During the menstrual cycle, an egg will mature in an ovary. When it is mature, it will be released from its follicle and the ovary itself to make the journey towards the uterus and the possibility of fertilization.

While the egg has been maturing, the uterine lining has also been thickening in anticipation of a fertilized egg implanting in the uterine wall. A menstrual period occurs when there is no fertilization or implantation and the uterus sheds the lining and the egg with it.

Without ovulation, natural conception cannot be achieved. To successfully conceive there are several processes that depend on each other.
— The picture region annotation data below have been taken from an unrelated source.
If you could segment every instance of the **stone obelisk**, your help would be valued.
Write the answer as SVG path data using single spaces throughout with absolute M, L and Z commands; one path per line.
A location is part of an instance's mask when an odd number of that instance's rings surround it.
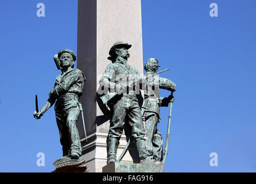
M 109 50 L 119 40 L 132 45 L 128 63 L 143 74 L 141 0 L 78 0 L 77 36 L 77 68 L 87 79 L 80 99 L 84 109 L 87 141 L 81 116 L 78 123 L 82 157 L 89 172 L 102 172 L 102 167 L 107 164 L 106 139 L 110 116 L 97 93 L 99 79 L 107 66 L 111 63 L 107 59 Z M 126 143 L 123 134 L 117 158 Z M 122 161 L 133 160 L 138 162 L 138 158 L 136 150 L 131 147 Z

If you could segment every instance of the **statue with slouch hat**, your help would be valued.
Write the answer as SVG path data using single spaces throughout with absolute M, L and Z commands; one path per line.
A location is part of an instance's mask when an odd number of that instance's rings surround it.
M 100 80 L 100 86 L 109 90 L 101 98 L 113 112 L 107 139 L 107 164 L 116 161 L 118 146 L 126 121 L 131 126 L 131 136 L 141 163 L 150 162 L 137 96 L 145 83 L 138 70 L 128 64 L 128 49 L 131 47 L 122 41 L 114 44 L 109 52 L 112 63 L 107 66 Z
M 36 119 L 40 118 L 55 103 L 54 109 L 63 157 L 57 160 L 54 164 L 57 169 L 67 167 L 85 168 L 84 159 L 80 158 L 82 148 L 77 122 L 82 112 L 78 98 L 82 94 L 86 79 L 82 71 L 73 68 L 76 56 L 72 51 L 62 49 L 54 59 L 62 74 L 57 76 L 54 87 L 48 93 L 49 98 L 40 110 L 38 110 L 36 98 L 36 110 L 33 116 Z
M 152 159 L 156 162 L 163 160 L 163 137 L 157 128 L 161 120 L 160 108 L 167 107 L 170 102 L 174 101 L 172 93 L 176 90 L 176 84 L 172 80 L 157 75 L 159 67 L 158 60 L 153 57 L 149 58 L 144 66 L 146 87 L 142 110 L 145 121 L 146 145 Z M 160 97 L 159 89 L 170 91 L 171 94 L 168 97 Z

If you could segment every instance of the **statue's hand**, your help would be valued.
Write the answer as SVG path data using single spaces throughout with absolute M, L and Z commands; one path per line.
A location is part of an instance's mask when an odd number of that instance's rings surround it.
M 122 93 L 123 93 L 123 89 L 124 87 L 121 84 L 118 84 L 115 86 L 115 92 L 116 92 L 118 94 L 121 94 Z
M 43 115 L 43 113 L 42 113 L 41 110 L 39 110 L 38 112 L 35 111 L 34 113 L 33 113 L 33 115 L 36 120 L 38 120 L 41 118 L 41 116 Z
M 168 99 L 170 102 L 173 103 L 174 102 L 174 97 L 172 95 L 169 95 L 169 97 L 168 97 Z
M 51 95 L 52 95 L 52 93 L 54 93 L 54 89 L 52 89 L 51 91 L 49 91 L 49 93 L 48 93 L 48 95 L 49 95 L 49 97 L 51 97 Z

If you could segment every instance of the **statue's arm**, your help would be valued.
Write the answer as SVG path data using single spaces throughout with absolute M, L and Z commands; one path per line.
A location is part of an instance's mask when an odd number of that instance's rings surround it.
M 57 97 L 67 93 L 71 86 L 80 78 L 84 78 L 81 71 L 76 71 L 68 74 L 64 80 L 55 84 L 54 89 L 49 92 L 50 97 Z
M 47 111 L 48 109 L 49 109 L 55 102 L 56 98 L 54 97 L 50 97 L 48 98 L 47 101 L 46 103 L 46 105 L 43 107 L 43 108 L 41 110 L 41 113 L 43 114 L 44 114 L 44 113 Z
M 114 72 L 114 68 L 108 65 L 100 79 L 100 85 L 110 90 L 114 90 L 115 87 L 115 79 L 113 78 Z
M 36 119 L 39 119 L 41 116 L 42 116 L 44 113 L 47 111 L 48 109 L 49 109 L 52 105 L 54 104 L 55 102 L 56 101 L 56 98 L 53 97 L 50 97 L 47 101 L 46 103 L 46 105 L 43 106 L 43 108 L 41 110 L 39 110 L 39 112 L 35 111 L 33 113 L 34 117 Z
M 170 100 L 169 98 L 159 97 L 160 106 L 161 107 L 168 107 Z

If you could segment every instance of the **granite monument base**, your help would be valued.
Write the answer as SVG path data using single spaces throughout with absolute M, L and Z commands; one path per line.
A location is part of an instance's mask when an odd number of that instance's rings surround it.
M 102 172 L 162 172 L 163 163 L 135 163 L 115 162 L 102 168 Z

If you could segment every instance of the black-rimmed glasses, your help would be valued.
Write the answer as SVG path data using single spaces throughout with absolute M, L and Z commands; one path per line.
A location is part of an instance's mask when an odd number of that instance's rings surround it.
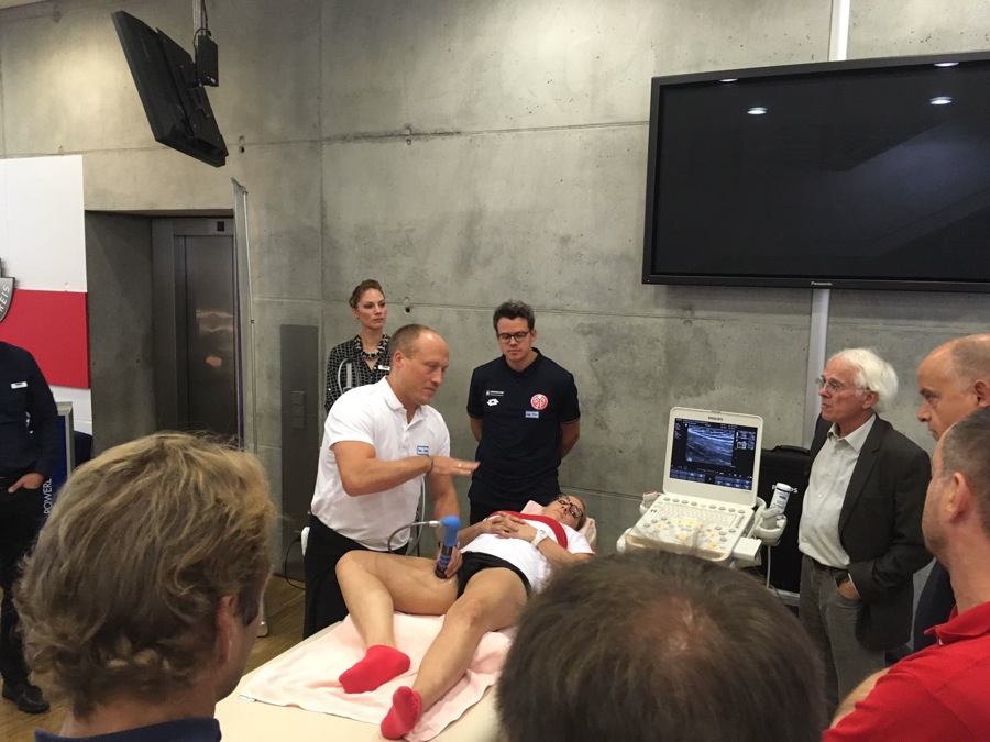
M 571 502 L 571 498 L 569 498 L 566 495 L 558 495 L 557 501 L 563 506 L 566 506 L 568 514 L 574 520 L 580 521 L 582 518 L 584 518 L 584 511 L 576 505 Z

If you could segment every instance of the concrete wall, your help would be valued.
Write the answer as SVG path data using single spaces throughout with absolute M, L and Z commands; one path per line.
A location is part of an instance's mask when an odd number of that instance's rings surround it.
M 94 453 L 156 430 L 151 222 L 86 214 Z
M 757 412 L 767 445 L 800 442 L 810 291 L 639 283 L 649 78 L 824 60 L 831 2 L 215 0 L 221 170 L 151 141 L 109 19 L 120 8 L 190 46 L 178 0 L 0 12 L 0 154 L 82 153 L 87 209 L 229 209 L 229 179 L 248 187 L 273 481 L 278 328 L 319 325 L 329 348 L 354 331 L 345 298 L 367 276 L 385 285 L 389 328 L 415 320 L 449 340 L 437 406 L 461 456 L 471 368 L 498 352 L 492 308 L 537 308 L 538 346 L 581 391 L 562 483 L 591 498 L 604 551 L 660 481 L 671 406 Z M 988 32 L 976 0 L 853 0 L 848 49 L 975 51 Z M 828 347 L 889 357 L 904 389 L 889 417 L 931 447 L 916 364 L 985 329 L 988 309 L 983 295 L 833 291 Z

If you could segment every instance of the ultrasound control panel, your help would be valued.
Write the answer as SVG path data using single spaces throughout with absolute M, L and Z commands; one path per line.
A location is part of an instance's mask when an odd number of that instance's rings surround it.
M 752 508 L 682 495 L 660 495 L 626 534 L 626 545 L 728 560 L 752 520 Z

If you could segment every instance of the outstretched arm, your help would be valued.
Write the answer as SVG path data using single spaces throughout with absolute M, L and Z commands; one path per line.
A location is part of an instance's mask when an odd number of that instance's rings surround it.
M 407 456 L 386 461 L 377 458 L 375 447 L 363 441 L 339 441 L 333 444 L 333 455 L 341 484 L 351 497 L 392 489 L 424 474 L 431 475 L 432 484 L 433 475 L 447 475 L 449 479 L 451 475 L 469 476 L 477 468 L 477 462 L 449 456 Z

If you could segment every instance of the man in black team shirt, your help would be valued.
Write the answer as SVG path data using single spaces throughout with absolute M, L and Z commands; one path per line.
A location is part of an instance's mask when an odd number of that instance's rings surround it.
M 581 435 L 574 376 L 532 346 L 532 308 L 508 300 L 492 318 L 502 356 L 471 375 L 468 416 L 479 442 L 468 498 L 471 523 L 496 510 L 547 505 L 560 494 L 557 469 Z
M 58 411 L 41 368 L 24 348 L 0 343 L 0 675 L 3 698 L 25 713 L 46 711 L 48 701 L 28 680 L 13 588 L 41 529 L 42 485 L 57 454 Z

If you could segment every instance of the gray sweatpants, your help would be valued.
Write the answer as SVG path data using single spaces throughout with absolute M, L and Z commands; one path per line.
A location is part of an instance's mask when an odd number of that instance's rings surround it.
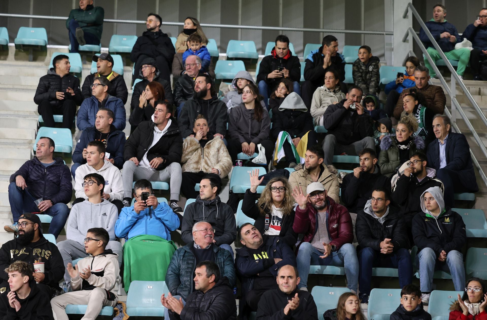
M 181 188 L 181 165 L 173 162 L 159 171 L 153 171 L 140 166 L 136 166 L 133 161 L 128 160 L 123 164 L 122 180 L 123 181 L 123 197 L 132 197 L 132 185 L 134 181 L 141 179 L 147 179 L 150 181 L 169 181 L 171 198 L 170 200 L 179 201 L 179 192 Z
M 74 240 L 64 240 L 60 241 L 56 245 L 61 253 L 62 257 L 63 263 L 64 264 L 64 281 L 69 284 L 71 282 L 71 277 L 66 268 L 68 264 L 73 262 L 73 260 L 79 258 L 85 258 L 88 256 L 85 251 L 85 246 L 77 241 Z M 122 266 L 123 262 L 123 254 L 122 253 L 122 244 L 118 241 L 109 241 L 106 249 L 111 249 L 113 253 L 118 255 L 118 266 Z M 81 303 L 78 303 L 80 304 Z

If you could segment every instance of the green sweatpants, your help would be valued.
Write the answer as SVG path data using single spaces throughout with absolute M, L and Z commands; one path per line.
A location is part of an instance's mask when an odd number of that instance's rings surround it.
M 430 54 L 431 59 L 436 63 L 438 60 L 441 59 L 441 56 L 438 53 L 436 49 L 432 47 L 429 47 L 426 51 Z M 463 74 L 465 72 L 465 68 L 468 64 L 468 60 L 470 60 L 470 50 L 467 48 L 462 48 L 461 49 L 455 49 L 445 53 L 445 55 L 449 60 L 456 60 L 458 61 L 458 66 L 457 67 L 457 73 L 459 75 L 463 76 Z M 425 66 L 430 69 L 430 76 L 431 77 L 436 75 L 436 73 L 433 70 L 431 65 L 430 64 L 430 61 L 425 57 Z

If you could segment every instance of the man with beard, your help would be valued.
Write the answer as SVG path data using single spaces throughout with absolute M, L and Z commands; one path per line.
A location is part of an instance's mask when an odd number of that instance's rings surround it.
M 37 215 L 26 212 L 19 219 L 19 236 L 6 242 L 0 248 L 0 293 L 9 285 L 8 274 L 5 269 L 14 261 L 21 260 L 31 265 L 44 264 L 44 272 L 34 272 L 34 280 L 39 290 L 50 298 L 53 290 L 61 290 L 59 282 L 64 275 L 62 257 L 57 247 L 42 235 L 40 220 Z
M 194 97 L 186 102 L 179 116 L 183 138 L 194 136 L 191 126 L 199 114 L 203 114 L 208 120 L 210 134 L 222 140 L 225 138 L 228 119 L 226 106 L 218 99 L 215 84 L 206 74 L 200 75 L 195 79 Z

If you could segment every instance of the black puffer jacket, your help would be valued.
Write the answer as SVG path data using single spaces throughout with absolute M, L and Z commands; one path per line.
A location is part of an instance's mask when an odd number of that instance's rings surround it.
M 155 124 L 152 121 L 143 121 L 139 124 L 125 143 L 124 161 L 133 157 L 136 157 L 139 161 L 142 159 L 154 139 L 154 127 Z M 168 132 L 149 150 L 147 159 L 150 161 L 154 158 L 162 158 L 164 161 L 156 168 L 156 170 L 162 170 L 173 162 L 181 162 L 182 155 L 183 138 L 177 123 L 172 118 Z
M 74 91 L 74 95 L 66 92 L 68 88 Z M 57 91 L 64 93 L 64 100 L 56 98 Z M 54 68 L 51 68 L 47 75 L 40 77 L 34 96 L 34 102 L 37 105 L 46 100 L 53 106 L 60 105 L 65 100 L 72 100 L 77 105 L 80 105 L 83 102 L 83 97 L 79 88 L 79 79 L 70 74 L 61 78 L 54 71 Z
M 62 159 L 55 158 L 54 161 L 47 168 L 37 158 L 26 161 L 10 176 L 10 182 L 15 181 L 18 175 L 21 175 L 25 180 L 29 193 L 36 199 L 49 199 L 55 204 L 67 204 L 73 195 L 71 173 Z

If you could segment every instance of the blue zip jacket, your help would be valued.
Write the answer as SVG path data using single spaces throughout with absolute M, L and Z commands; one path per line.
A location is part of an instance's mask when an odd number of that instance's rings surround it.
M 170 240 L 169 231 L 179 226 L 179 218 L 167 203 L 159 203 L 155 210 L 151 207 L 139 214 L 132 206 L 122 208 L 115 223 L 115 235 L 128 240 L 141 234 L 150 234 Z
M 76 120 L 76 126 L 78 129 L 84 130 L 87 128 L 94 127 L 96 113 L 100 109 L 98 103 L 98 99 L 94 95 L 83 100 L 79 110 L 78 111 L 78 116 Z M 109 94 L 105 103 L 104 107 L 113 112 L 115 119 L 113 119 L 113 122 L 112 124 L 115 129 L 120 131 L 125 129 L 127 118 L 125 114 L 125 107 L 122 100 Z
M 210 60 L 211 57 L 210 56 L 210 53 L 208 49 L 205 46 L 202 46 L 201 48 L 195 52 L 190 49 L 188 48 L 187 50 L 183 53 L 183 65 L 186 63 L 186 58 L 190 56 L 197 56 L 201 59 L 201 70 L 200 72 L 206 72 L 208 71 L 208 67 L 210 65 Z
M 462 41 L 456 28 L 446 20 L 443 22 L 437 22 L 431 19 L 425 24 L 428 30 L 430 30 L 433 38 L 438 42 L 438 45 L 440 46 L 443 52 L 448 52 L 455 49 L 455 43 L 456 42 L 451 43 L 448 38 L 440 38 L 440 35 L 441 34 L 444 32 L 449 32 L 452 36 L 456 37 L 457 42 L 460 42 Z M 425 46 L 427 48 L 431 47 L 434 49 L 434 46 L 430 41 L 430 38 L 428 38 L 422 28 L 419 30 L 419 38 L 424 43 Z

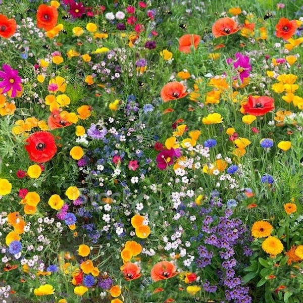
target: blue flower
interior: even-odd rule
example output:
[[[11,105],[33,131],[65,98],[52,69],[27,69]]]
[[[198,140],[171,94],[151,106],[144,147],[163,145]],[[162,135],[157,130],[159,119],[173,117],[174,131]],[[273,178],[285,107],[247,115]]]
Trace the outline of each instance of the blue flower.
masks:
[[[67,225],[72,225],[77,222],[76,216],[72,213],[67,213],[63,218],[64,222]]]
[[[265,174],[261,177],[261,182],[262,183],[268,183],[269,184],[272,184],[275,181],[272,176]]]
[[[9,246],[9,251],[12,255],[19,254],[22,249],[22,245],[20,241],[13,241]]]
[[[217,141],[215,139],[208,139],[204,141],[204,146],[206,147],[213,147],[217,145]]]
[[[49,265],[47,268],[46,268],[46,271],[50,272],[51,273],[55,273],[58,271],[58,268],[57,265]]]
[[[83,285],[87,287],[91,287],[95,283],[94,278],[91,275],[85,275],[83,278]]]
[[[260,141],[260,145],[264,148],[270,148],[274,146],[274,140],[272,139],[262,139]]]
[[[227,170],[228,174],[234,174],[238,169],[238,167],[237,165],[233,164],[231,165]]]

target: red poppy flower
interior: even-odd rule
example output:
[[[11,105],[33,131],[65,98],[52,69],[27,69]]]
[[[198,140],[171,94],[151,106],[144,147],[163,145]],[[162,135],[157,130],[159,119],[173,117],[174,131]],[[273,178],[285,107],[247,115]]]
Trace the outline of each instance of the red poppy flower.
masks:
[[[267,96],[253,97],[249,96],[246,104],[242,105],[245,114],[254,116],[263,116],[275,108],[273,98]]]
[[[13,19],[8,19],[4,15],[0,14],[0,37],[9,38],[17,30],[17,23]]]
[[[192,46],[196,49],[200,40],[201,37],[198,35],[183,35],[179,39],[179,50],[182,53],[190,53],[191,47]]]
[[[58,19],[58,11],[53,6],[41,4],[37,11],[37,27],[46,31],[54,28]]]
[[[164,102],[180,99],[187,94],[186,90],[186,87],[181,82],[176,81],[169,82],[161,89],[161,98]]]
[[[240,29],[238,24],[232,18],[228,17],[221,18],[213,25],[212,32],[215,38],[228,36],[237,32]]]
[[[120,269],[126,281],[134,280],[141,277],[140,268],[134,263],[127,262],[121,266]]]
[[[49,161],[57,152],[54,136],[49,132],[38,131],[26,140],[25,149],[32,161],[41,163]]]
[[[155,264],[150,271],[152,279],[155,281],[172,278],[178,274],[176,267],[168,261],[162,261]]]
[[[276,36],[287,40],[294,34],[297,28],[295,20],[290,21],[286,18],[281,18],[276,25]]]

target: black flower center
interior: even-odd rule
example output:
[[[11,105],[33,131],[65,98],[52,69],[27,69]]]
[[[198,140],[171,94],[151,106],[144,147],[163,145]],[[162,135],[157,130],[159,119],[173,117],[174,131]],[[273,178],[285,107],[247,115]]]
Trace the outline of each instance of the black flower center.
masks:
[[[46,145],[44,143],[38,143],[36,145],[36,149],[37,149],[38,150],[43,150],[43,149],[46,147]]]

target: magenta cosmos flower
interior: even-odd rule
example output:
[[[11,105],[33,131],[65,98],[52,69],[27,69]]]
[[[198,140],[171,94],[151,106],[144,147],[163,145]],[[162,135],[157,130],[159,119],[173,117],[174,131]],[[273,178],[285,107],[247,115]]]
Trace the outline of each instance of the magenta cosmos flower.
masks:
[[[11,96],[13,98],[17,95],[17,92],[22,90],[21,78],[18,75],[17,70],[13,69],[8,64],[4,64],[2,68],[4,71],[0,71],[0,78],[3,81],[0,82],[0,88],[3,88],[2,93],[12,90]]]
[[[243,56],[240,53],[236,53],[235,57],[236,60],[234,61],[232,58],[228,58],[227,60],[227,63],[233,63],[234,68],[239,73],[241,82],[243,83],[244,78],[249,76],[249,72],[251,70],[251,66],[249,64],[249,57]]]

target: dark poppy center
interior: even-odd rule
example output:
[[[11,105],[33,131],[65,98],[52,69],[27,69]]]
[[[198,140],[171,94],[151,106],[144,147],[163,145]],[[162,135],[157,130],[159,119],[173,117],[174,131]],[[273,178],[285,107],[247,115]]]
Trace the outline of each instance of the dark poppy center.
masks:
[[[38,143],[36,145],[36,149],[38,150],[42,150],[46,147],[46,145],[44,143]]]
[[[255,109],[262,109],[263,108],[263,105],[260,103],[260,102],[258,102],[256,104],[256,105],[255,106]]]

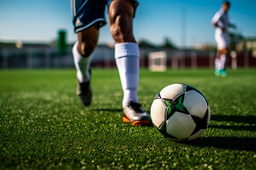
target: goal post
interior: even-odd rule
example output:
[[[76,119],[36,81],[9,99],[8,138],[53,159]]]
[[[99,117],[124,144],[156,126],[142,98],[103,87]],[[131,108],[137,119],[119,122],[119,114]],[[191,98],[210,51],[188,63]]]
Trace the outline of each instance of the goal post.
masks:
[[[153,71],[164,71],[167,68],[167,55],[165,51],[148,54],[148,68]]]

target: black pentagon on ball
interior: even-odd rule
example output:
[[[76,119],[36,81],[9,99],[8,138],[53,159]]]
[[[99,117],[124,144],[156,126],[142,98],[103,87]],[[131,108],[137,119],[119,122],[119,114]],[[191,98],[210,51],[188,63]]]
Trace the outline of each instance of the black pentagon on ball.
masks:
[[[209,110],[207,108],[204,115],[202,118],[193,116],[193,115],[191,115],[193,121],[195,124],[196,126],[193,132],[192,132],[191,135],[190,135],[190,136],[195,135],[201,129],[206,129],[207,126],[207,119],[208,118],[209,114]]]

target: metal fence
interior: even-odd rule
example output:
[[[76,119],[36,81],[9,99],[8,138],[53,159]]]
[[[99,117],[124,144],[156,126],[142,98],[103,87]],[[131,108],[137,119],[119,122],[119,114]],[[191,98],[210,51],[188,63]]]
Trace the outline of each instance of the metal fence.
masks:
[[[140,48],[140,66],[147,68],[148,54],[165,51],[167,54],[167,66],[173,69],[198,67],[213,68],[216,52],[212,51],[177,50],[168,49]],[[110,68],[116,66],[114,50],[107,46],[97,47],[94,53],[92,67]],[[228,66],[248,68],[256,66],[256,57],[248,51],[238,53],[229,57]],[[54,47],[0,48],[0,68],[53,68],[74,67],[72,47],[67,53],[60,55]]]

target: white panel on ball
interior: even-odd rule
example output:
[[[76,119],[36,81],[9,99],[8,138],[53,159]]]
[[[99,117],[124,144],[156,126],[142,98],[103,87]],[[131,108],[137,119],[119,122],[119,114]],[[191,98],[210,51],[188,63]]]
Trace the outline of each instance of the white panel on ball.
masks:
[[[188,140],[190,141],[191,140],[193,140],[193,139],[197,138],[198,137],[201,136],[202,134],[203,134],[204,132],[206,130],[206,129],[200,129],[200,130],[199,130],[199,131],[195,133],[195,134],[193,135],[192,136],[191,136],[189,137],[189,139]]]
[[[183,104],[190,115],[202,118],[207,108],[207,104],[204,98],[194,90],[185,93]]]
[[[181,84],[173,84],[166,86],[161,91],[160,95],[162,98],[174,99],[185,92],[186,86]]]
[[[166,120],[167,108],[163,103],[161,99],[156,99],[153,101],[150,110],[152,121],[157,128]]]
[[[207,119],[207,126],[208,126],[210,123],[210,119],[211,119],[211,109],[210,106],[208,106],[208,118]]]
[[[195,128],[190,115],[178,112],[175,112],[166,122],[167,133],[180,139],[189,137]]]

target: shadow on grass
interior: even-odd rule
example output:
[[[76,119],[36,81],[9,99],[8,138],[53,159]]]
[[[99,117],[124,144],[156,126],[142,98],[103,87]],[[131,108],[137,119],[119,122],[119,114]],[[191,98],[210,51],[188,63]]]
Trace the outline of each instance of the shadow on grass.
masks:
[[[224,125],[209,125],[209,128],[216,128],[222,129],[233,129],[237,130],[247,130],[256,131],[256,126],[224,126]]]
[[[218,149],[245,150],[256,152],[256,138],[254,137],[201,137],[185,144],[188,145],[200,147],[214,147]]]
[[[253,124],[256,122],[256,116],[228,116],[211,115],[211,119],[220,121],[232,121]]]
[[[93,109],[94,111],[102,111],[103,112],[121,112],[123,113],[123,110],[121,109],[117,108],[95,108]]]

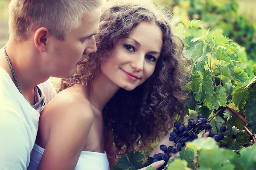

Ovulation is one of those key processes that enable procreation.

Tracking Ovulation

Perhaps the easiest and most accurate way to find out if you’re ovulating is by using a testing kit. These over-the-counter kits test your urine for increases in certain hormones to determine the likelihood of ovulation. 

You can also keep track of when you might be ovulating by tracking your menstrual cycle. In a typical 28-day menstrual cycle, ovulation occurs about 14 days before the next menstrual period starts. But in practice, the menstrual cycle is not always 28 days precisely. In most women, ovulation happens in the four days before or after the midpoint of the cycle. So, you can calculate ovulation by keeping a menstruation calendar, finding the midpoint, and then identifying days you are most likely to be ovulating.

There are also a few physical signs you might notice that can indicate you are ovulating. These include changes in basal body temperature and vaginal secretion. 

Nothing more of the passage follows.